I have a performance problem with a SQL query running on SQL Server 2019 that returns the lat/long from a geography column.
My query is as follows and it takes around 5 seconds to return 553 rows:
SELECT ActivityLocations.ID, ActivityLocations.ActivityID, ActivityLocations.Number, ActivityLocations.Location.Lat AS 'Latitude', ActivityLocations.Location.Long AS 'Longitude'
FROM Plans
INNER JOIN Activities ON Plans.ID = Activities.PlanID
INNER JOIN ActivityLocations ON Activities.ID = ActivityLocations.ActivityID
WHERE CustomerID = 35041
The query plan it generates is:

But if I change the query a little to return a bit less data, it takes 0 seconds to return 207 rows:
SELECT ActivityLocations.ID, ActivityLocations.ActivityID, ActivityLocations.Number, ActivityLocations.Location.Lat AS 'Latitude', ActivityLocations.Location.Long AS 'Longitude'
FROM Plans
INNER JOIN Activities ON Plans.ID = Activities.PlanID
INNER JOIN ActivityLocations ON Activities.ID = ActivityLocations.ActivityID
WHERE PlanID > 22486
I guess my question, is why is the Compute Scalar operation happening before the join on the slow query and after the join on the fast query? I don't understand why it would do the Lat/Long operation on every row the activity locations table when we only want a small subset of the rows?
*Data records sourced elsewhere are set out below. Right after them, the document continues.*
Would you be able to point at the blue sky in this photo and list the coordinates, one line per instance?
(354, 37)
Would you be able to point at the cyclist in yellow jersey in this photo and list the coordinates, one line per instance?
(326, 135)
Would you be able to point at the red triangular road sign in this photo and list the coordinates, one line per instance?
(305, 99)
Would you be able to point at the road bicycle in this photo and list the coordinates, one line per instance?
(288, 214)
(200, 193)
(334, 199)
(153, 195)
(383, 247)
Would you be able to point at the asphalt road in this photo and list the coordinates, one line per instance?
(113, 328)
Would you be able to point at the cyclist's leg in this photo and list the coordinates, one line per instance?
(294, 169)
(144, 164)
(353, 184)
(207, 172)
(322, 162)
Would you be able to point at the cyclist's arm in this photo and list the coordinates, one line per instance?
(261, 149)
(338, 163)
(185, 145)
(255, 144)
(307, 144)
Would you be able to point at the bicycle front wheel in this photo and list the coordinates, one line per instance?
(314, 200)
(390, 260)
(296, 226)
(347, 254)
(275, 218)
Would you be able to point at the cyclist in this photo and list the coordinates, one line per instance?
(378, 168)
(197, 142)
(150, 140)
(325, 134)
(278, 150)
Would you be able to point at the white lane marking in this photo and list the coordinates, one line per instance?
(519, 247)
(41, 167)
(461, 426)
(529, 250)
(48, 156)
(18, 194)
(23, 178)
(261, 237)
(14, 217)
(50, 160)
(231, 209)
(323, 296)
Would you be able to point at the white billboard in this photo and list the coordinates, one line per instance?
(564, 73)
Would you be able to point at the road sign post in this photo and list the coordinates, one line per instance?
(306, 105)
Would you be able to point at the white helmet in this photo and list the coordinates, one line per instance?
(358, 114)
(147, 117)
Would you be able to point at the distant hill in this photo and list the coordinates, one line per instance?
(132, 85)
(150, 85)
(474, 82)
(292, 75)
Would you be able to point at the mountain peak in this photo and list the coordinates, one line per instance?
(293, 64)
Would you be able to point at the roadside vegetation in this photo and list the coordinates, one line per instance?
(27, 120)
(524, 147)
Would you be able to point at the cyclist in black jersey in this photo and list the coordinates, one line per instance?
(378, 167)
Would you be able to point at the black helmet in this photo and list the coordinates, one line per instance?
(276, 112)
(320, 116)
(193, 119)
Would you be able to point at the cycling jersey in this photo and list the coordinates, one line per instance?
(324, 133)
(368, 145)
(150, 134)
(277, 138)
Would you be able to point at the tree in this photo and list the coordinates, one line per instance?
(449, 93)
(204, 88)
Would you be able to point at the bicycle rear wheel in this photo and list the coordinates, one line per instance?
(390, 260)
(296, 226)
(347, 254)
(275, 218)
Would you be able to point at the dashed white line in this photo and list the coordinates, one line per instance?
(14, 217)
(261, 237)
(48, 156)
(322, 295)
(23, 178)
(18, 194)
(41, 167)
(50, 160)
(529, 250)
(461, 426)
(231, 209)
Any help would be greatly appreciated.
Edited to contain table information
CREATE TABLE [dbo].[Activities](
[ID] [int] NOT NULL,
[PlanID] [int] NOT NULL,
[Name] [nvarchar](255) NOT NULL,
CONSTRAINT [PK_Activity] PRIMARY KEY CLUSTERED
(
[ID] ASC
)WITH (PAD_INDEX = OFF, STATISTICS_NORECOMPUTE = OFF, IGNORE_DUP_KEY = OFF, ALLOW_ROW_LOCKS = ON, ALLOW_PAGE_LOCKS = ON, OPTIMIZE_FOR_SEQUENTIAL_KEY = OFF) ON [PRIMARY]
) ON [PRIMARY]
CREATE TABLE [dbo].[ActivityLocations](
[ID] [int] NOT NULL,
[ActivityID] [int] NOT NULL,
[Number] [int] NOT NULL,
[Location] [geography] NOT NULL,
CONSTRAINT [PK_ActivityLocations] PRIMARY KEY CLUSTERED
(
[ID] ASC
)WITH (PAD_INDEX = OFF, STATISTICS_NORECOMPUTE = OFF, IGNORE_DUP_KEY = OFF, ALLOW_ROW_LOCKS = ON, ALLOW_PAGE_LOCKS = ON, OPTIMIZE_FOR_SEQUENTIAL_KEY = OFF) ON [PRIMARY]
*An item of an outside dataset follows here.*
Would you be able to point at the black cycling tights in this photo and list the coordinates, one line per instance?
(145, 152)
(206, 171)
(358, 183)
) ON [PRIMARY] TEXTIMAGE_ON [PRIMARY]
CREATE TABLE [dbo].[ActivityPlans](
[ID] [int] NOT NULL,
[CustomerID] [int] NOT NULL,
[PurchaseOrder] [nvarchar](255) NULL,
[Deleted] [bit] NOT NULL,
[Name] [nvarchar](500) NULL,
CONSTRAINT [PK_ActivityPlan] PRIMARY KEY CLUSTERED
(
[ID] ASC
)WITH (PAD_INDEX = OFF, STATISTICS_NORECOMPUTE = OFF, IGNORE_DUP_KEY = OFF, ALLOW_ROW_LOCKS = ON, ALLOW_PAGE_LOCKS = ON, OPTIMIZE_FOR_SEQUENTIAL_KEY = OFF) ON [PRIMARY]
) ON [PRIMARY]
CREATE NONCLUSTERED INDEX [PlanID_IX] ON [dbo].[Activities]
(
[PlanID] ASC
)WITH (PAD_INDEX = OFF, STATISTICS_NORECOMPUTE = OFF, SORT_IN_TEMPDB = OFF, DROP_EXISTING = OFF, ONLINE = OFF, ALLOW_ROW_LOCKS = ON, ALLOW_PAGE_LOCKS = ON, OPTIMIZE_FOR_SEQUENTIAL_KEY = OFF) ON [PRIMARY]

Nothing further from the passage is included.